O uso de inteligência artificial nas decisões judiciais : as potenciais implicações na concepção de acesso à justiça no Brasil
Autor: Yanka dos Santos Pinto (Currículo Lattes)
Resumo
Objetivos: Esta pesquisa tem a finalidade de demonstrar as implicações do uso de inteligência artificial na tomada de decisões judiciais na reformulação da concepção de acesso à justiça. Metodologia: Aplicou-se o método de abordagem fenomenológico-hermenêutico, fazendo uma reconstrução histórica por meio da teoria crítica e da análise elementos históricos e culturais; bem como o método de pesquisa de revisão integrativa, de forma qualitativa.
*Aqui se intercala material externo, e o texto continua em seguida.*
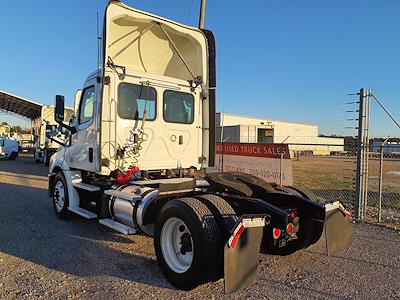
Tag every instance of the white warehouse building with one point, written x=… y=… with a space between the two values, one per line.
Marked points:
x=302 y=138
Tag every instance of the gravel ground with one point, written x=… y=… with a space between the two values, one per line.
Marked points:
x=46 y=258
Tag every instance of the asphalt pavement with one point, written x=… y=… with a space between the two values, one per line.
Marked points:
x=42 y=257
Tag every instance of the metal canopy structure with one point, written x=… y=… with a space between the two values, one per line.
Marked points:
x=10 y=103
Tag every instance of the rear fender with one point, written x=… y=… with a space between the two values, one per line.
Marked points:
x=241 y=252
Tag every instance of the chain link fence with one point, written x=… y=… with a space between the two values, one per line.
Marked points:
x=383 y=199
x=331 y=174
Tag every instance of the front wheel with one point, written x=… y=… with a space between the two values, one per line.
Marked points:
x=187 y=242
x=60 y=195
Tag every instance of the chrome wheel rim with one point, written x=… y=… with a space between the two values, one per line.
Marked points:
x=177 y=245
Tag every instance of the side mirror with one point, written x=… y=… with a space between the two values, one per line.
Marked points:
x=78 y=95
x=59 y=111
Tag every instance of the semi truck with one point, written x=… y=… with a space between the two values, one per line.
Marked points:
x=8 y=148
x=135 y=157
x=47 y=134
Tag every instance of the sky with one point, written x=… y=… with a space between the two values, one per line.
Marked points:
x=294 y=60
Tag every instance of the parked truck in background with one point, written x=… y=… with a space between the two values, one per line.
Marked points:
x=46 y=132
x=145 y=124
x=8 y=148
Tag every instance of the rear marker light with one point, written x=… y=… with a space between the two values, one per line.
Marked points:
x=276 y=233
x=289 y=228
x=236 y=235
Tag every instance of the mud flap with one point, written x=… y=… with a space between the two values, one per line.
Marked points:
x=337 y=227
x=241 y=253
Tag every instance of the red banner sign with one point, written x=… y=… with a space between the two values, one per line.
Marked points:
x=254 y=150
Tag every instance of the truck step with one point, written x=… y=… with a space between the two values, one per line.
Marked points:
x=126 y=196
x=117 y=226
x=83 y=212
x=85 y=186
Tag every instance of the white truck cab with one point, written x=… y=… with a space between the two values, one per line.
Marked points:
x=8 y=148
x=145 y=121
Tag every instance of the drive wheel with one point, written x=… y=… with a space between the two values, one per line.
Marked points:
x=60 y=195
x=186 y=243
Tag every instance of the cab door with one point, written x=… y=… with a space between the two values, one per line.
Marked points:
x=83 y=153
x=181 y=116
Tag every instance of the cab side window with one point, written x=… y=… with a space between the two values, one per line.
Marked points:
x=86 y=107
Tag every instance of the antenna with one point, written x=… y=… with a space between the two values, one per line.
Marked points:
x=98 y=41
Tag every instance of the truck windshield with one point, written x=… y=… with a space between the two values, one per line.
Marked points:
x=133 y=99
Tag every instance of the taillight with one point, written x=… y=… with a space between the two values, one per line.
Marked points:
x=276 y=233
x=289 y=228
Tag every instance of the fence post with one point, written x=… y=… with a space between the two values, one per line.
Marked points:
x=360 y=170
x=380 y=185
x=381 y=181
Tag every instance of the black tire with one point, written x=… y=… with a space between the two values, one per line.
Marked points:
x=205 y=238
x=63 y=210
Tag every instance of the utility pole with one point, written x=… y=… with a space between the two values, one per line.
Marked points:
x=362 y=152
x=202 y=13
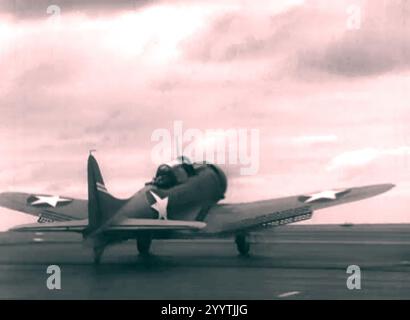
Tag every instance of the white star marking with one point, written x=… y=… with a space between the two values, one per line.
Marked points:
x=160 y=206
x=50 y=200
x=328 y=194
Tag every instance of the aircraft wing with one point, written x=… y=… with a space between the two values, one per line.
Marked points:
x=123 y=225
x=233 y=218
x=48 y=208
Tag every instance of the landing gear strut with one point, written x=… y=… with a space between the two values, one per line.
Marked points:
x=242 y=244
x=144 y=244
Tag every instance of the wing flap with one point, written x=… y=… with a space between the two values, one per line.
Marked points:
x=151 y=224
x=124 y=225
x=231 y=218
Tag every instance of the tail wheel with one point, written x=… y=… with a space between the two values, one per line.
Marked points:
x=144 y=244
x=242 y=244
x=98 y=252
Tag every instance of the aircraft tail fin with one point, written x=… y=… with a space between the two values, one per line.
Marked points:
x=101 y=204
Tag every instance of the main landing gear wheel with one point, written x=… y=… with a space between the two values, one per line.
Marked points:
x=242 y=244
x=144 y=244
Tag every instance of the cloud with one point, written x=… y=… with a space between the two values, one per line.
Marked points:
x=315 y=139
x=365 y=156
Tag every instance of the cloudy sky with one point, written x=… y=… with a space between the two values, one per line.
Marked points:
x=327 y=83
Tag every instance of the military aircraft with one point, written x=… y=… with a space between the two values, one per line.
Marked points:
x=180 y=202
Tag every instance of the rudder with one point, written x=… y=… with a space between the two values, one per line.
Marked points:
x=101 y=204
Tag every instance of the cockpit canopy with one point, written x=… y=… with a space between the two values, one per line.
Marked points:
x=169 y=175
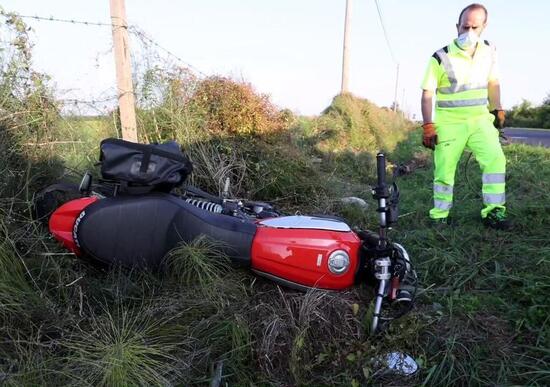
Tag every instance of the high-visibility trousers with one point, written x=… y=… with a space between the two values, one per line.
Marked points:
x=481 y=137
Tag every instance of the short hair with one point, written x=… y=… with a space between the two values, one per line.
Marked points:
x=472 y=7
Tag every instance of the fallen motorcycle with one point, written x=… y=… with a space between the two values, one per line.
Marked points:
x=141 y=209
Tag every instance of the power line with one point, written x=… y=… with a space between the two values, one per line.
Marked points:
x=385 y=32
x=132 y=29
x=141 y=34
x=54 y=19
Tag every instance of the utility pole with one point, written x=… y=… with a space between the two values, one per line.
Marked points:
x=126 y=100
x=395 y=92
x=345 y=56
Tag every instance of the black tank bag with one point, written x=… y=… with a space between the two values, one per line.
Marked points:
x=143 y=168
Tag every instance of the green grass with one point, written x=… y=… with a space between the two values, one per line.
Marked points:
x=482 y=316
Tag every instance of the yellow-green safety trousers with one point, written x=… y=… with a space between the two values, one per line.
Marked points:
x=482 y=138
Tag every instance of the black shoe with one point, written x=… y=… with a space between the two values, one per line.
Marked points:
x=497 y=219
x=403 y=295
x=440 y=223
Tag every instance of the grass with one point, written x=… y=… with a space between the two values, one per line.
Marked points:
x=482 y=316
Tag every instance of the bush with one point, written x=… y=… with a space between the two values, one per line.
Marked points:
x=233 y=107
x=525 y=115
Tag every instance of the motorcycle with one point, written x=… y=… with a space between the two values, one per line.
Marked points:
x=134 y=217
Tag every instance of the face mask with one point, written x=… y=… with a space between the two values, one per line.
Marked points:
x=467 y=40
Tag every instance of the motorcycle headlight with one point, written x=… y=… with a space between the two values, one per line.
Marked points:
x=338 y=262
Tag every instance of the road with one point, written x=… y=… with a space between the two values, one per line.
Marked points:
x=529 y=136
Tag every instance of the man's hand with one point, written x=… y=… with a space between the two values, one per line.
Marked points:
x=429 y=138
x=500 y=117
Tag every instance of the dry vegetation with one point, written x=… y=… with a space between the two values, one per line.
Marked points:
x=483 y=313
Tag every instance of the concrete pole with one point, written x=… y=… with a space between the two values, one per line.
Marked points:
x=126 y=100
x=345 y=56
x=395 y=92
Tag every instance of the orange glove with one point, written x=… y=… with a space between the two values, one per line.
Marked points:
x=429 y=138
x=500 y=117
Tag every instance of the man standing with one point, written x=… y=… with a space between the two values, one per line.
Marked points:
x=464 y=77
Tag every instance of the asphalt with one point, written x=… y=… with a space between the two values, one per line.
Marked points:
x=539 y=137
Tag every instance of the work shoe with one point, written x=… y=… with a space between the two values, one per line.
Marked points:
x=440 y=223
x=497 y=219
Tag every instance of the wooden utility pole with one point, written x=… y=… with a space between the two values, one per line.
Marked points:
x=126 y=100
x=345 y=56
Resultados: Houve uma remodelagem da Justiça, transformando a concepção de acesso à justiça ao favorecer estratégias dominadas pela tecnologia, cuja utilização de inteligência artificial pelo sistema jurídico aproxima-se da neutralidade fictícia e objetividade, retomando modelos pautados principalmente pela visão econômica de maximização da produtividade e pronunciamentos em larga escala, esvaziando a função socializadora conferida ao sistema de justiça. A supervisão humana sobre os modelos produzidos pela inteligência artificial apresenta-se enquanto um modo de mitigar erros e danos aos sujeitos processuais, evitando a (re)produção de equívocos e protegendo direitos e garantias fundamentais dos litigantes. Além disso, a digitalização deve estar acompanhada de políticas públicas de inclusão digital para a proteção e promoção de acesso aos direitos e garantias fundamentais, englobando uma abertura democrática em relação a uma série de obstáculos socioeconômicos e cognitivos quanto ao funcionamento das novas tecnologias. Contribuição: O acesso à justiça é direito fundamental previsto no artigo 5º, inciso XXXV, da Constituição Federal, sendo um dos requisitos mais básico dos direitos humanos, assegurando um sistema jurídico igualitário e humano. Na era digital, esta concepção de acesso à justiça pode estar ameaçada pelo uso da inteligência artificial, retrocedendo ao conceito de contabilizador de ações, justificado pela redução de despesas e oferta de celeridade e eficiência à prestação jurisdicional. Nessa perspectiva, esta pesquisa procura compreender o acesso à justiça ante a digitalização do sistema jurídico brasileiro. Aderência ao programa: O presente estudo está de acordo com o objeto do Programa de Pós-graduação em Direito e Justiça Social (PPGDS) ao desenvolver uma pesquisa segundo os critérios de justiça social, explorando um problema derivado da transformação digital e a necessidade de proteção de direitos fundamentais.